The British Museum’s exhibition will feature French surrender documents on loan from the National Archives in the UK, and will be on display for the first time. A spokesman for the British Museum said it was “a legal agreement which includes the transfer of the Rosetta Stone to the UK…as a diplomatic gift…signed by all parties; representatives of the Egyptian, French and British governments.”

Ms. Baketenhor’s carton and mummy. (Tyne and Wear Archives and Museum)

Today, the Egyptian government may have reason to question the depiction of Ottoman army officers as the legitimate custodians of Egypt’s heritage.

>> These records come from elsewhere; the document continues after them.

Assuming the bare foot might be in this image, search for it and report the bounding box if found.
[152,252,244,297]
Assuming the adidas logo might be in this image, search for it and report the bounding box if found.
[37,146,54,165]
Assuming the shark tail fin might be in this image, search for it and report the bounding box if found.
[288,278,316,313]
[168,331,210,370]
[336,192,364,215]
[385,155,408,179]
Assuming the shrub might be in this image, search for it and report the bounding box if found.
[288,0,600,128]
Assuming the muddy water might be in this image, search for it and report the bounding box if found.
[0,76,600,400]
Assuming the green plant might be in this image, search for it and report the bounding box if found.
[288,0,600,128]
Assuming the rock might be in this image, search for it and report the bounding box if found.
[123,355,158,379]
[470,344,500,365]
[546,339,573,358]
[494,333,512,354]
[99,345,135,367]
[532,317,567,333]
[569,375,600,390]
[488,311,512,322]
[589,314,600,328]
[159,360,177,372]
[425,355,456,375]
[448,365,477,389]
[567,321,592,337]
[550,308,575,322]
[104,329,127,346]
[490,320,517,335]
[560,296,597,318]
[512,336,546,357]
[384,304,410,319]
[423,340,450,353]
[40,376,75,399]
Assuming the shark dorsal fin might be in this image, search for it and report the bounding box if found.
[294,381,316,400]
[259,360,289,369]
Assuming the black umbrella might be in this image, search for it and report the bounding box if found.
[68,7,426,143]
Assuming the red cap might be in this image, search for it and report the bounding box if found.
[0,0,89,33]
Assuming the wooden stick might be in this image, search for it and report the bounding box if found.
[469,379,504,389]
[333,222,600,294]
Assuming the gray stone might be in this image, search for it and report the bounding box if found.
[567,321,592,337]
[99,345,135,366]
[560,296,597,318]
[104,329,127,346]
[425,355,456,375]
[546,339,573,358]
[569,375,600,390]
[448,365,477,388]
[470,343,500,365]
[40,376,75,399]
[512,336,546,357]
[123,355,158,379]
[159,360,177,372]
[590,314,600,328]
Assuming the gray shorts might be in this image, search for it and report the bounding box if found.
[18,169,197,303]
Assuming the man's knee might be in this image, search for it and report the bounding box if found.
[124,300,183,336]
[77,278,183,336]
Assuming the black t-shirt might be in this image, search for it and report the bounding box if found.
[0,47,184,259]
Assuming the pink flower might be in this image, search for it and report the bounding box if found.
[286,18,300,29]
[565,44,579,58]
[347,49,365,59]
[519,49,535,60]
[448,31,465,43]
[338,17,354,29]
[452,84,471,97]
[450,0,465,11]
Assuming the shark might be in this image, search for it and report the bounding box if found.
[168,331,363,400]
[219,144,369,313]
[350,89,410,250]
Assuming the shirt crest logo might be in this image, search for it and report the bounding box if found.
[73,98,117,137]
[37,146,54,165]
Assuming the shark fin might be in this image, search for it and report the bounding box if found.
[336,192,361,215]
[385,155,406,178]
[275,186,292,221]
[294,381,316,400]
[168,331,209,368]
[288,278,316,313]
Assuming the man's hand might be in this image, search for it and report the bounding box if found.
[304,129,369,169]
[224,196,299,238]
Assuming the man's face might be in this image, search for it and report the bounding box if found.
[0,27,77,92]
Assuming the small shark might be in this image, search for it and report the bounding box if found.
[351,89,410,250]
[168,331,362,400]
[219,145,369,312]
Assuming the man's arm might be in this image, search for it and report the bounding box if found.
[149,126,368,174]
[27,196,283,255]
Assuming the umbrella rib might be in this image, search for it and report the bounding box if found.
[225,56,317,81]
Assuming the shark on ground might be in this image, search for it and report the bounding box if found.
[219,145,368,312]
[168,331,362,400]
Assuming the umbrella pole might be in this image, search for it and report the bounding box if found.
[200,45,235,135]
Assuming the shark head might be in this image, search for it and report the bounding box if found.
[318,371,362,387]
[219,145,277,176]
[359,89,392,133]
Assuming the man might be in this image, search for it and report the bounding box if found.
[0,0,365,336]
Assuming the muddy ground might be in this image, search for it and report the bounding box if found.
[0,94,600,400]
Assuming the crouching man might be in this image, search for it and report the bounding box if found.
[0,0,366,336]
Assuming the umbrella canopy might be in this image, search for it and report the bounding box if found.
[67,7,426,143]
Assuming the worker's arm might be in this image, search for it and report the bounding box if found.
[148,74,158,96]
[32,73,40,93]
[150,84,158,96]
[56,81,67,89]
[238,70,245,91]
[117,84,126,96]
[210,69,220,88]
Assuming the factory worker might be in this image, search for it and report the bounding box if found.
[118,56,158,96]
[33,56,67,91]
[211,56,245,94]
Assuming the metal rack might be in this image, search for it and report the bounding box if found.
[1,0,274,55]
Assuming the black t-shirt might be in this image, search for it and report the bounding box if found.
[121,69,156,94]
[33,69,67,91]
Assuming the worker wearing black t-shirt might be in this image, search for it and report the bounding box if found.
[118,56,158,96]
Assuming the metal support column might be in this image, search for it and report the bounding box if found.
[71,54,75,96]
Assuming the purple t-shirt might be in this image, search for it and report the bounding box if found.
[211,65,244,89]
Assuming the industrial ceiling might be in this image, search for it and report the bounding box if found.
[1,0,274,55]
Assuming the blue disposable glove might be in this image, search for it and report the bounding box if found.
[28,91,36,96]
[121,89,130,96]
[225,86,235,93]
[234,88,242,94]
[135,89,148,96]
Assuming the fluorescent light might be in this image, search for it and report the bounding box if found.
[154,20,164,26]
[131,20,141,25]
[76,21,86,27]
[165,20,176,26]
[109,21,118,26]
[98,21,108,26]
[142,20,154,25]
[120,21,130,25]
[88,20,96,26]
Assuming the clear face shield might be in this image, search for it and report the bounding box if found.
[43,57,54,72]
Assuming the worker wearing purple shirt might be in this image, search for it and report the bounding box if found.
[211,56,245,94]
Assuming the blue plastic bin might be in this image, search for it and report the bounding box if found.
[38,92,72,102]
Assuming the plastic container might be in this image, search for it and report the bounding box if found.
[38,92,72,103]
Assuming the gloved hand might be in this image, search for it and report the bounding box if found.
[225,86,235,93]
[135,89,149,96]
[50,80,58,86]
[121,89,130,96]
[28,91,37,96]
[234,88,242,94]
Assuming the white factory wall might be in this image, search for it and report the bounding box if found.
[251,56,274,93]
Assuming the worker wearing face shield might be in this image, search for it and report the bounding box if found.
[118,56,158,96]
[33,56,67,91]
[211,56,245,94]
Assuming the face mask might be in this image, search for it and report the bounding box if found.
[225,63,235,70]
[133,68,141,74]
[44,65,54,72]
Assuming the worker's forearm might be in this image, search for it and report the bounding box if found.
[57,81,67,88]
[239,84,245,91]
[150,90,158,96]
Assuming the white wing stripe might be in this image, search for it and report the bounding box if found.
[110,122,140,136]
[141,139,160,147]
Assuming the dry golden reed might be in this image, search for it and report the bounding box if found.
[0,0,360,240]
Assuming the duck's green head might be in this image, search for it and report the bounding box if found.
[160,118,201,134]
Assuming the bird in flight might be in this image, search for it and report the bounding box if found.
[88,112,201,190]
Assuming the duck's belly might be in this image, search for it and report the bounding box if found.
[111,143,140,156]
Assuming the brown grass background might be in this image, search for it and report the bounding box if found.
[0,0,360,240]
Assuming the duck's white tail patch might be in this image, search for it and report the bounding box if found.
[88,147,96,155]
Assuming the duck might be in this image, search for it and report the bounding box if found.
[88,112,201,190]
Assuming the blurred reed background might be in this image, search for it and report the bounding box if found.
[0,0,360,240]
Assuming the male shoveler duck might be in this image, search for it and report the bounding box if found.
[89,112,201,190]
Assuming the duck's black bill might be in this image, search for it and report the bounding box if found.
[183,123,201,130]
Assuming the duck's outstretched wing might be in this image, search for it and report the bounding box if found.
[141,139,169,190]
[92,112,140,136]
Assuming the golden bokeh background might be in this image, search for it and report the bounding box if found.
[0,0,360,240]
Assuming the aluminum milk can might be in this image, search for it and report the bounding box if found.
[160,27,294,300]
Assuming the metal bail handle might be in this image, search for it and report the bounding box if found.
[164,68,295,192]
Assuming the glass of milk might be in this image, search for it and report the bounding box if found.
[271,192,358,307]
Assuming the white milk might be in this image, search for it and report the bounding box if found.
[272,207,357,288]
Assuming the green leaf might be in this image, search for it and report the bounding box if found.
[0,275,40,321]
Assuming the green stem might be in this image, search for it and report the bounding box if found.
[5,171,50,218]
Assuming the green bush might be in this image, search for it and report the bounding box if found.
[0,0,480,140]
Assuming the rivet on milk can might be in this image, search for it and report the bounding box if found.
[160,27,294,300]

Of course, there was no consideration at the time as to whether the Rosetta Stone and other antiquities should remain in Egypt, a question that is increasingly acute today in an era of mounting pressure on Western institutions such as the British Museum. Return the spoils of imperial wars and adventures.

“The only thing I would say is that working closely with the museum’s Egyptian curators was not a priority for many of them,” Regulski said. “I find it a little sad that our relationship is structured in this way, about whether to return the item, because our relationship with our Egyptian colleagues is so much more than individual items going to this place or that.

“This is a celebration of ancient Egypt, where there is still so much to do, so much to learn, research and collaborate on, which is a positive thing to watch.”

The public’s fascination with ancient Egypt stemmed from the discovery of the Rosetta Stone, the most visited object in the British Museum, and “the strong visual appeal of a culture that has left behind such a well-preserved, monumental presence,” This is something that some other ancient cultures did not have.

“I think the average visitor to the museum is drawn to this highly visual art culture, including the writing system itself. For example, if you compare it to cuneiform, you would prefer hieroglyphics because it’s so beautiful , so visually appealing. I think that’s what draws people in and encourages them to learn more about the culture.”

Of course, the British Museum hopes this exhibition will be one of its most popular to date, and it will chart the journey from the initial efforts of medieval Arab travelers and Renaissance scholars to deciphering hieroglyphs, to Champollion’s victory in 1822 .

Hieroglyphics: Unlocking Ancient Egypt is on view at the British Museum from 13 October 2022 to 19 February 2023.